Kristian Blak is pianist, founder and the main composer of the group. He has written several large scale works in suite form for Yggdrasil, most of these released on Tutl Records. Yggdrasil is a Nordic ensemble, based in the Faroe Islands. Formed in 1981, it has always included musicians from other countries.
Yggdrasil has, from its inception, had a distinct concept. Most compositions have been created in collaboration with other forms of art or, in some cases, with nature. Musicians that have been part of the ensemble, whether on long-term basis or as participants in a particular project, have varied musical backgrounds, mainly in jazz, but also in ethnic, folk, rock and classical music. While the works draw ideas or themes from ethnic material, improvisation ranges from free to classical style.

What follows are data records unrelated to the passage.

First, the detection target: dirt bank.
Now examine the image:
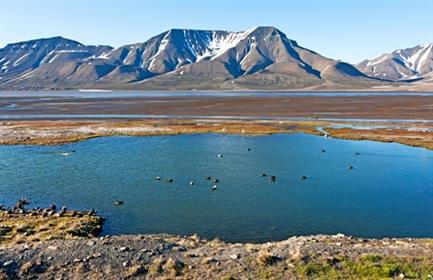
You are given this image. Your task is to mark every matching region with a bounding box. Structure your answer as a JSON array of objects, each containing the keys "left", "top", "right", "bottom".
[
  {"left": 0, "top": 119, "right": 433, "bottom": 149},
  {"left": 0, "top": 235, "right": 433, "bottom": 279}
]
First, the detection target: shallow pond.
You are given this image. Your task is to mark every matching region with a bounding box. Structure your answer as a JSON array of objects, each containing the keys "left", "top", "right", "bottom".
[{"left": 0, "top": 134, "right": 433, "bottom": 242}]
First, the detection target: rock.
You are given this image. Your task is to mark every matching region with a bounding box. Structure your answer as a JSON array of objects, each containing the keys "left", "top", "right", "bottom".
[
  {"left": 3, "top": 261, "right": 14, "bottom": 267},
  {"left": 257, "top": 251, "right": 280, "bottom": 266},
  {"left": 163, "top": 258, "right": 185, "bottom": 277},
  {"left": 125, "top": 265, "right": 146, "bottom": 278},
  {"left": 119, "top": 247, "right": 129, "bottom": 252}
]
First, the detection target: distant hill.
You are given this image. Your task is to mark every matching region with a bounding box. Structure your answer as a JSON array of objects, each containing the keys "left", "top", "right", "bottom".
[
  {"left": 0, "top": 26, "right": 431, "bottom": 90},
  {"left": 356, "top": 44, "right": 433, "bottom": 81}
]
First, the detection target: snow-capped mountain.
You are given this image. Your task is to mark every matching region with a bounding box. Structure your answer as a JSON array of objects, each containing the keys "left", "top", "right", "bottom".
[
  {"left": 0, "top": 27, "right": 383, "bottom": 89},
  {"left": 356, "top": 44, "right": 433, "bottom": 81}
]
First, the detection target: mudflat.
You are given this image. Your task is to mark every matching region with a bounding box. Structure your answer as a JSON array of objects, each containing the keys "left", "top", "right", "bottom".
[{"left": 0, "top": 95, "right": 433, "bottom": 120}]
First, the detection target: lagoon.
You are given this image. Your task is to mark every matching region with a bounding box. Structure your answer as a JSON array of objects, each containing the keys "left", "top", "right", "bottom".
[{"left": 0, "top": 134, "right": 433, "bottom": 242}]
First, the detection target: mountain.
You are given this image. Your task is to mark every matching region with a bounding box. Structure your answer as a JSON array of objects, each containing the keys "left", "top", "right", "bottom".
[
  {"left": 0, "top": 26, "right": 386, "bottom": 90},
  {"left": 356, "top": 44, "right": 433, "bottom": 81}
]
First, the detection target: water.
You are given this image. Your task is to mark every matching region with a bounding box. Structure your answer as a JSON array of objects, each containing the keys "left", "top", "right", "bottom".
[{"left": 0, "top": 134, "right": 433, "bottom": 242}]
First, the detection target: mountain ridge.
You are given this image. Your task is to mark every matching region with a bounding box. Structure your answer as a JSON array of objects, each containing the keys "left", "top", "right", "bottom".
[
  {"left": 356, "top": 43, "right": 433, "bottom": 81},
  {"left": 0, "top": 26, "right": 426, "bottom": 90}
]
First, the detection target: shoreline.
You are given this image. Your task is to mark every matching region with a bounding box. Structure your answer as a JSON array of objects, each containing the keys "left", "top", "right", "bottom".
[
  {"left": 0, "top": 119, "right": 433, "bottom": 150},
  {"left": 0, "top": 207, "right": 433, "bottom": 279},
  {"left": 0, "top": 234, "right": 433, "bottom": 279}
]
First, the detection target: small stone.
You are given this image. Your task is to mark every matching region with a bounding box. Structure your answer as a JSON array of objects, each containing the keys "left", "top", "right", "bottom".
[{"left": 3, "top": 261, "right": 14, "bottom": 267}]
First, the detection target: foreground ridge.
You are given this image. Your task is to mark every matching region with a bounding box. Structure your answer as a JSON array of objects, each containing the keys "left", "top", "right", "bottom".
[{"left": 0, "top": 234, "right": 433, "bottom": 279}]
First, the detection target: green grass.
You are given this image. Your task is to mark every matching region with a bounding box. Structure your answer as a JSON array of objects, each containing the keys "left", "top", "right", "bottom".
[{"left": 297, "top": 255, "right": 433, "bottom": 279}]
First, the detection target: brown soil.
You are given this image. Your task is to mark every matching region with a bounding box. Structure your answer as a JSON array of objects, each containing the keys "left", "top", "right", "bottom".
[
  {"left": 0, "top": 119, "right": 433, "bottom": 149},
  {"left": 0, "top": 234, "right": 433, "bottom": 279}
]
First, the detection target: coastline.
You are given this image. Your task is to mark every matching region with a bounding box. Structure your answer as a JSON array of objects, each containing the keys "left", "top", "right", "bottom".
[
  {"left": 0, "top": 234, "right": 433, "bottom": 279},
  {"left": 0, "top": 119, "right": 433, "bottom": 150}
]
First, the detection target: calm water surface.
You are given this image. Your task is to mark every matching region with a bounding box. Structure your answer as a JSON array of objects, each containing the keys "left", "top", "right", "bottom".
[{"left": 0, "top": 134, "right": 433, "bottom": 242}]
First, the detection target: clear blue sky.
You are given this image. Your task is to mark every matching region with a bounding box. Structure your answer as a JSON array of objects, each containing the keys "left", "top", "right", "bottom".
[{"left": 0, "top": 0, "right": 433, "bottom": 63}]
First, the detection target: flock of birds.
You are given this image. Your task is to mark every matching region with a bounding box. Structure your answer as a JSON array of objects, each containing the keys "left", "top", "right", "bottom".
[{"left": 114, "top": 148, "right": 360, "bottom": 205}]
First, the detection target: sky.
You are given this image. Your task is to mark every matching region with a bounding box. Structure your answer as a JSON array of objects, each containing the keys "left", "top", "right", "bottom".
[{"left": 0, "top": 0, "right": 433, "bottom": 63}]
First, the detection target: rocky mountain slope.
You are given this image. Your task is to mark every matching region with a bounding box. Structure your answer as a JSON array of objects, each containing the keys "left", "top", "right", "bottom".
[
  {"left": 356, "top": 44, "right": 433, "bottom": 81},
  {"left": 0, "top": 27, "right": 386, "bottom": 89}
]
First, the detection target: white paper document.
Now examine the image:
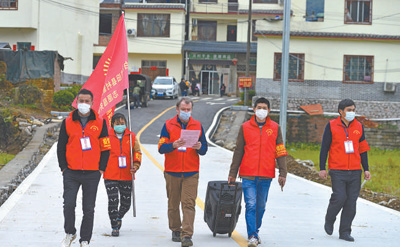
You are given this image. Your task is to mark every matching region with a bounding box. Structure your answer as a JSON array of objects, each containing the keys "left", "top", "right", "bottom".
[{"left": 181, "top": 130, "right": 200, "bottom": 148}]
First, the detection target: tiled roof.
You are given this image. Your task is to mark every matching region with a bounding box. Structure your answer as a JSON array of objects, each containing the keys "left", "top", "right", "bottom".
[
  {"left": 122, "top": 3, "right": 185, "bottom": 10},
  {"left": 239, "top": 9, "right": 293, "bottom": 15},
  {"left": 183, "top": 41, "right": 257, "bottom": 53},
  {"left": 255, "top": 30, "right": 400, "bottom": 40}
]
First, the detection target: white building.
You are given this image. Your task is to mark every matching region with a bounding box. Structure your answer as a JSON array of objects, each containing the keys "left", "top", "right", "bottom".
[
  {"left": 256, "top": 0, "right": 400, "bottom": 104},
  {"left": 0, "top": 0, "right": 99, "bottom": 83}
]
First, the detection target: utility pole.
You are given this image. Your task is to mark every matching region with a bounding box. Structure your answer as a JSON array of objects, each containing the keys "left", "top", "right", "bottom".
[
  {"left": 279, "top": 0, "right": 291, "bottom": 145},
  {"left": 243, "top": 0, "right": 253, "bottom": 106}
]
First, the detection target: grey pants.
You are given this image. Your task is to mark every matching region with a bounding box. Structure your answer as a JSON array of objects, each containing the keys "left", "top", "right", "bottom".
[{"left": 325, "top": 170, "right": 362, "bottom": 235}]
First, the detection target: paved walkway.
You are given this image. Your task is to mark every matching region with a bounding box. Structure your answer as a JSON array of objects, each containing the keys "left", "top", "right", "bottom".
[{"left": 0, "top": 145, "right": 400, "bottom": 247}]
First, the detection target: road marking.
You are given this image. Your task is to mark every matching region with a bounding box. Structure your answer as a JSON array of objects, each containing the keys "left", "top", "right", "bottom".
[{"left": 137, "top": 102, "right": 247, "bottom": 247}]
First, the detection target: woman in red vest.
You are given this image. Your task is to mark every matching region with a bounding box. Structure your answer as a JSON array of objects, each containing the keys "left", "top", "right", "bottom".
[
  {"left": 319, "top": 99, "right": 371, "bottom": 242},
  {"left": 103, "top": 113, "right": 142, "bottom": 237}
]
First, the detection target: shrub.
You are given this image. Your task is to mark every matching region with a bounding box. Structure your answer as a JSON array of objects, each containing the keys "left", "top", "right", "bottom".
[{"left": 53, "top": 90, "right": 75, "bottom": 108}]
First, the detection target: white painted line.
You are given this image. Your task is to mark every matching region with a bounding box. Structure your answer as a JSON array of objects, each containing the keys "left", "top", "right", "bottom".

Over the years, many musicians and artists have contributed to Yggdrasil’s projects, which include visual art, poetry, ballet, opera, concertos in grottos; and essential to the Yggdrasil concept is that the personality of each individual member of the ensemble be heard or seen. This makes Yggdrasil’s sound truly unique.
In Norse mythology, Yggdrasil is the World Tree. The branches of the mighty ash reach up above the heavens, and its three roots pass into the realms of the Æsir and of the frost giants and descend deep into the underworld. At the very top of Yggdrasil sits the wise eagle, keeping watch. The three Norns water and nurture the tree each day, while the great serpent Niðhøgg, together with a host of lesser snakes, gnaws at its root. Thus, the tree is in a state of cosmic equilibrium, constantly threatened and devoured as it grows and flourishes.
Yggdrasil, the World Tree, is all-encompassing; Yggdrasil, the ensemble, has a repertoire that encompasses a wide range of genres – from free jazz to classical – and expressions – from humor and beauty to disaster and destruction. The line-up of the band has similarly changed organically over the years. Like new branches of the tree, some of the musicians are a generation or more younger than those who founded the group. As an ensemble, Yggdrasil continues its growth in exploring new paths of musical expression.